DA MP John Steenhuisen calls for Pillay’s resignation.
— John Steenhuisen MP (@jsteenhuisen) April 15, 2017
Sunday, 16 April
The HuffPo post its third response, this time from South African editor-at-large Ferial Haffajee.
“When I read the column by one Shelley Garland arguing for the disenfranchisement of white men, I balked, and thought she was stupid because her facts were wrong,” Haffajee writes. “And I was dismayed at her argument for targeted racial classification because apartheid was a system of targeted racial classification.”
“Our country is not helped by cheap platitudes and our journalism is not helped by click-bait blogs.”
There are plenty of theories about who the real Shelley Garland is. Some blame HuffPo for writing it themselves in the name of clicks.
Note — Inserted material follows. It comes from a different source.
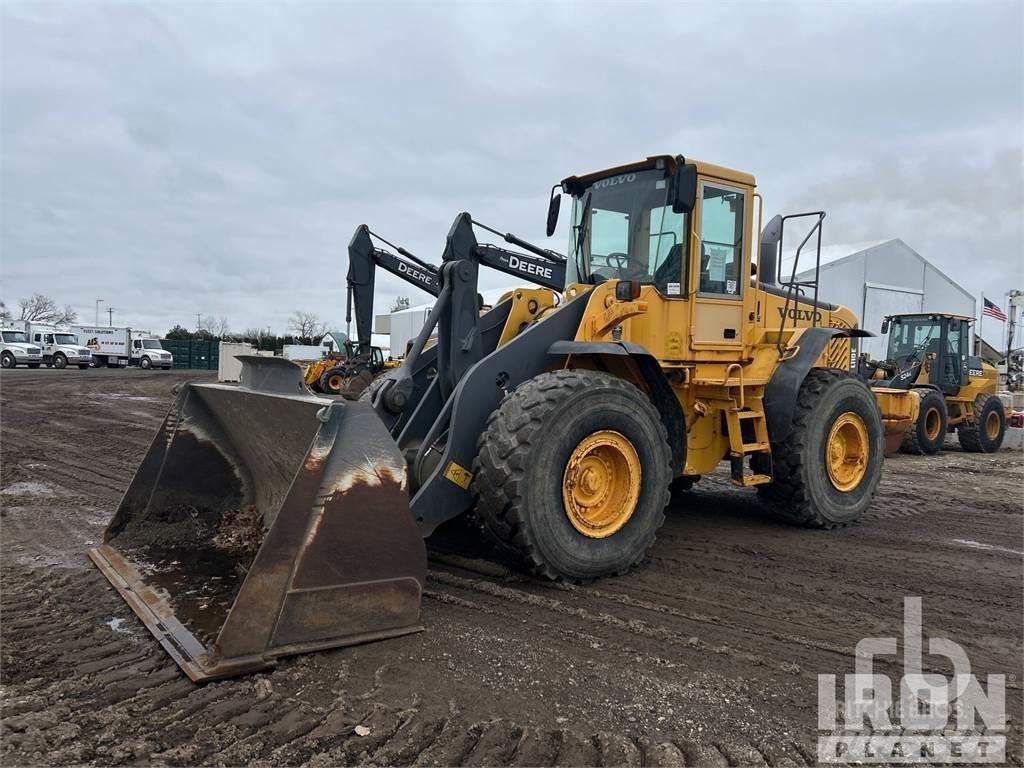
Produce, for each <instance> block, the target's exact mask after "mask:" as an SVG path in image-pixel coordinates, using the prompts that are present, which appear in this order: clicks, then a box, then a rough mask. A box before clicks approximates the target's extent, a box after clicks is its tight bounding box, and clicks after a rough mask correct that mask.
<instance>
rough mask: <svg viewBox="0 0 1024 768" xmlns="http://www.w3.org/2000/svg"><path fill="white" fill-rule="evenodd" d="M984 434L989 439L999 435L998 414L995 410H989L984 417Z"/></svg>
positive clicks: (998, 418)
mask: <svg viewBox="0 0 1024 768" xmlns="http://www.w3.org/2000/svg"><path fill="white" fill-rule="evenodd" d="M985 434H986V435H988V439H990V440H994V439H995V438H996V437H998V436H999V415H998V414H997V413H996V412H995V411H989V412H988V416H986V417H985Z"/></svg>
But one man comes out declaring himself the perpetrator. Going by the name Nick Shannow, a Johannesburg man reveals himself on CliffCentral’s The Renegade Report.
“She is a pseudonym used by myself, a white South African male, to show that one can write absurd racist and sexist hogwash, as long as the target is the right one,” he writes.
“Let this be a lesson to publications like The Huffington Post (and others) to fact check articles, thoroughly investigate contributors (especially those sending through unsolicited work), and not publish absolute poppycock, just because it fits into a certain ideological narrative.”